I have been friends with most of the employees that have come and gone through the years, one of which led me to the project I'm working on now. Kristin worked at RWR for a short stint before moving to the Plainfield Public Library. Less than a year later, I received an email from her, asking if I'd be interested in painting a book drop from the children's section at the Plainfield library. She introduced me to Veronica, the head of the department, and together we came up with a really fun idea.
With Veronica's whimsical ideas, including treehouses, rockets, and forest animals, I drafted a design that would take advantage of the three-dimensional box.
I've always been a fan of illustrations that reveal more and more the longer you look at them. When I'm drawing a scene, I can't help but concentrate on the details and usually this ends up as hidden things the viewer doesn't even notice the first time they see it.
I loved the imagery I got as we talked through ideas. I thought about my childhood and the rather impressive imaginations my friends and I had as kids. I took the treehouse idea and designed a big tree, with a spiral staircase running up the trunk, to a house sitting in the middle of its branches. Instead of leaves, the branches are made of paper and hundreds of books are stacked beneath the roots. But the treehouse of my imagination couldn't stop there. In each of it's branches is a new adventure: a rocket blasting off, a platform in the canopy for viewing the stars, a hammock, and of course, a giant tree swing.

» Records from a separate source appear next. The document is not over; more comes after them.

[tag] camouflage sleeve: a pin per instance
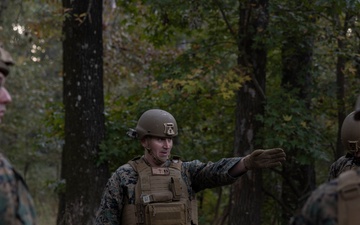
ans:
(16, 203)
(117, 188)
(339, 166)
(320, 207)
(210, 175)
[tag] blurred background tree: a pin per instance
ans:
(183, 56)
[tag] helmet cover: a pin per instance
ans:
(157, 123)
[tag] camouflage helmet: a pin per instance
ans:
(157, 123)
(350, 133)
(5, 60)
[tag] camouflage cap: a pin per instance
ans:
(5, 60)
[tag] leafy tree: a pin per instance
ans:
(84, 113)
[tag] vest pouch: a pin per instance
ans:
(172, 213)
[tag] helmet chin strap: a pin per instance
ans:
(156, 160)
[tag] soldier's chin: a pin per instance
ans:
(163, 159)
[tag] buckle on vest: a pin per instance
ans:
(146, 199)
(351, 191)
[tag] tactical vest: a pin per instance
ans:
(161, 197)
(348, 198)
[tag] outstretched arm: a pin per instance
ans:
(258, 159)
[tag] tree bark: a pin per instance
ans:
(84, 112)
(246, 193)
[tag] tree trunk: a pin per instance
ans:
(245, 207)
(296, 75)
(84, 112)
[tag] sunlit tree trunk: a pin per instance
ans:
(246, 193)
(84, 112)
(297, 52)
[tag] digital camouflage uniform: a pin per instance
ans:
(343, 164)
(197, 176)
(16, 204)
(322, 207)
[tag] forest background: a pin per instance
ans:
(237, 76)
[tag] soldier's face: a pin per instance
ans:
(160, 147)
(5, 97)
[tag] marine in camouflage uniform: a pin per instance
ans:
(333, 203)
(16, 204)
(321, 207)
(350, 136)
(120, 189)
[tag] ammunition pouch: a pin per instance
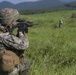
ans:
(8, 60)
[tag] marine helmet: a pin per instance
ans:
(8, 15)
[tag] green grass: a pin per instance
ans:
(52, 51)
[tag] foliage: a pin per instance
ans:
(52, 50)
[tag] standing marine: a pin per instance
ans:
(60, 23)
(12, 47)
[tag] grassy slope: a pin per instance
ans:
(52, 51)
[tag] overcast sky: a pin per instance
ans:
(18, 1)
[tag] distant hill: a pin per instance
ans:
(42, 4)
(71, 4)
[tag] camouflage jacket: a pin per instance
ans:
(13, 42)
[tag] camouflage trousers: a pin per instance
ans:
(23, 70)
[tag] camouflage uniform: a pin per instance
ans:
(11, 47)
(60, 23)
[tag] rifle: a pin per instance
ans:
(22, 26)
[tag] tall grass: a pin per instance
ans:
(52, 51)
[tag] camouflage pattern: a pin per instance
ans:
(7, 15)
(11, 47)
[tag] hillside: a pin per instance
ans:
(52, 51)
(71, 4)
(42, 4)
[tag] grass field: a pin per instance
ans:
(52, 51)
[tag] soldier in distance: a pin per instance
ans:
(12, 59)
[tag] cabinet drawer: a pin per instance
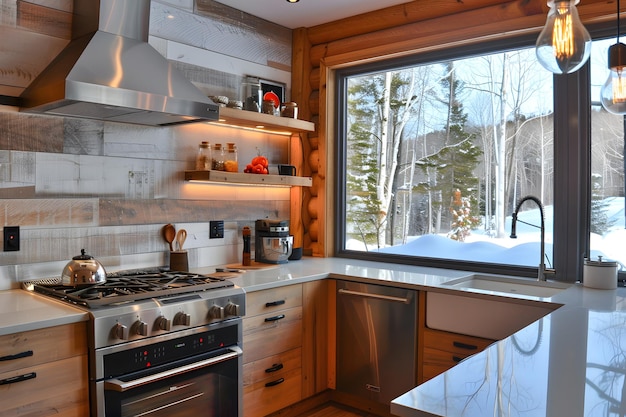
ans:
(263, 338)
(58, 388)
(442, 358)
(455, 343)
(20, 350)
(261, 400)
(262, 302)
(272, 367)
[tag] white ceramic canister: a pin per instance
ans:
(600, 274)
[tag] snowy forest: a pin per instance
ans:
(449, 148)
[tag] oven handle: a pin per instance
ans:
(121, 386)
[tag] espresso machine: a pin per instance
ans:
(272, 242)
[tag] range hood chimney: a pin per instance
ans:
(110, 72)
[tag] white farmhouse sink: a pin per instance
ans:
(509, 285)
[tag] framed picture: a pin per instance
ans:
(274, 87)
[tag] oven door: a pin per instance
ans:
(208, 385)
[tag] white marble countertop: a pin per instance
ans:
(571, 362)
(22, 311)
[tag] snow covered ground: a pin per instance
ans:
(521, 251)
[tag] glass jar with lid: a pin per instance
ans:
(217, 157)
(203, 159)
(250, 94)
(230, 158)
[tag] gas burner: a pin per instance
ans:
(135, 285)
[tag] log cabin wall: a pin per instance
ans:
(406, 29)
(108, 187)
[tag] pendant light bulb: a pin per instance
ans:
(613, 92)
(564, 45)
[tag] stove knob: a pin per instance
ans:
(183, 319)
(140, 328)
(161, 323)
(232, 309)
(120, 331)
(216, 312)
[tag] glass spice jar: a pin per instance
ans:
(217, 157)
(203, 159)
(230, 158)
(250, 94)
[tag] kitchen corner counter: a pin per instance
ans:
(22, 311)
(571, 362)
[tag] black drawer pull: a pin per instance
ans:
(274, 383)
(17, 356)
(18, 378)
(275, 303)
(275, 318)
(464, 346)
(274, 368)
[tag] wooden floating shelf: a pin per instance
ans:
(248, 179)
(260, 121)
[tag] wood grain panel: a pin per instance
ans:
(315, 343)
(31, 133)
(247, 37)
(50, 212)
(48, 345)
(410, 12)
(116, 212)
(59, 388)
(44, 19)
(17, 68)
(485, 20)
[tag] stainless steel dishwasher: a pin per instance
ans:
(376, 340)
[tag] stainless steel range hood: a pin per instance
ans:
(110, 72)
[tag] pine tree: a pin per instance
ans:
(455, 162)
(600, 223)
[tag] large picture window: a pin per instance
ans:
(437, 155)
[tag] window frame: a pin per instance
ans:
(572, 164)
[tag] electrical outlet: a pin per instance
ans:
(11, 238)
(216, 229)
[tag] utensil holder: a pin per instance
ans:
(179, 261)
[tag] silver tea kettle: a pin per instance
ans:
(83, 270)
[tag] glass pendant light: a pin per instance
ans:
(613, 92)
(564, 44)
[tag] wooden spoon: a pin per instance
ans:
(169, 234)
(181, 236)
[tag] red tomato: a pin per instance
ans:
(260, 160)
(270, 95)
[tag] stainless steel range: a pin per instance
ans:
(161, 343)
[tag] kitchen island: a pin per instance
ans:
(569, 363)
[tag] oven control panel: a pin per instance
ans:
(168, 351)
(162, 316)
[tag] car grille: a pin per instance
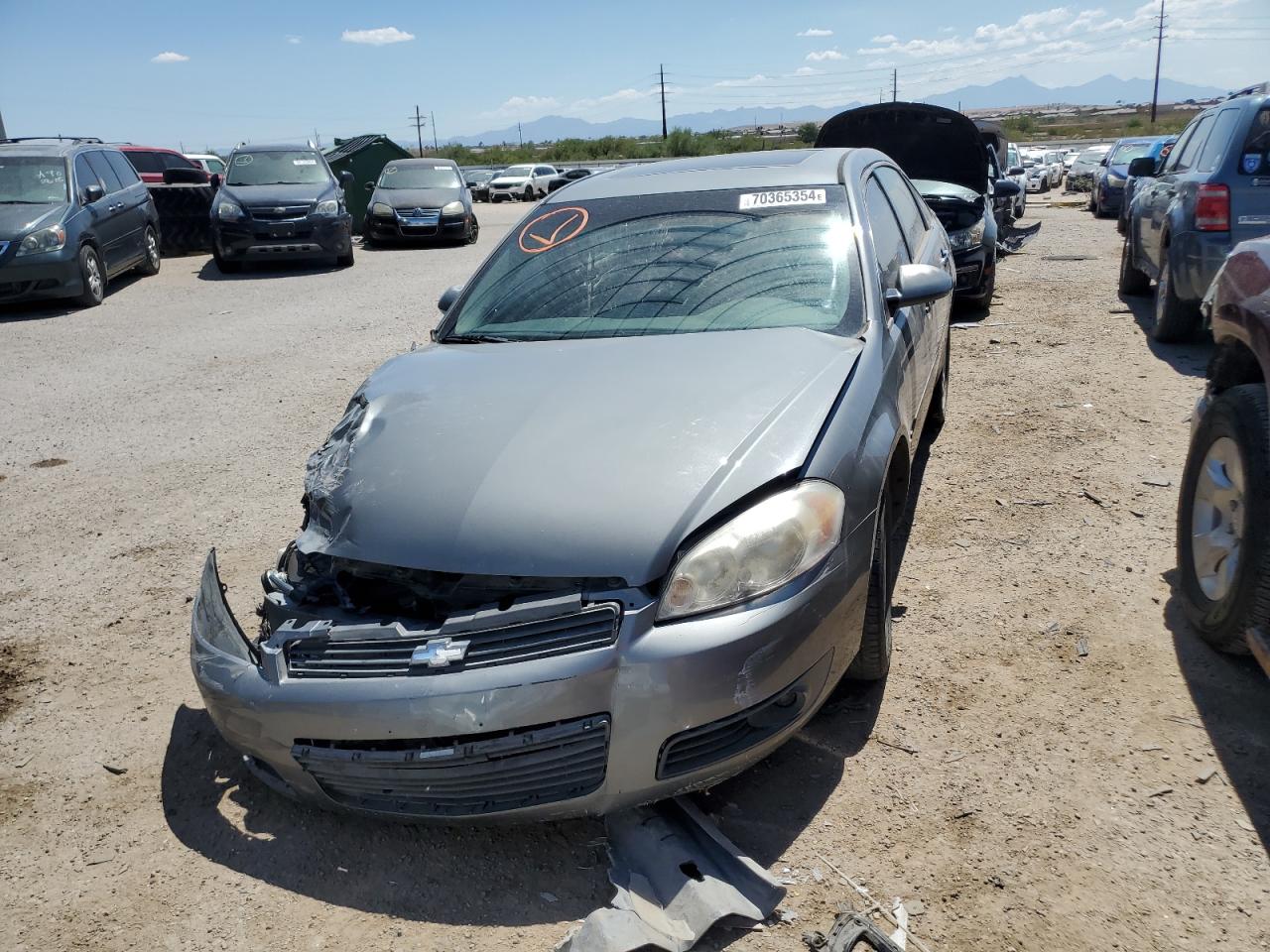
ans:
(462, 775)
(390, 656)
(276, 212)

The dilemma I ran into was drawing the same tree, with all the stuff inside, from four different views. The solution? Create the tree in 3D. Not only could I easily tweak the branches into the best silhouette, but once I had the tree I was happy with, I immediately had a reference to use from every direction.
Here's the tree on a turntable. I added a square underneath, to help line it up from each direction. This type of animation is called a "playblast". It's rendered quickly, without any textures or lighting.
Here's a screen shot from each cardinal direction:
And, finally, the sketches I created using the 3D reference. Not only did it make my life a lot easier, but I have to admit, incorporating 3D was a (dorky) pleasure.
I'm about halfway through the actual painting now. I'll be sure to post the final product when I'm finished. Hopefully by mid-May.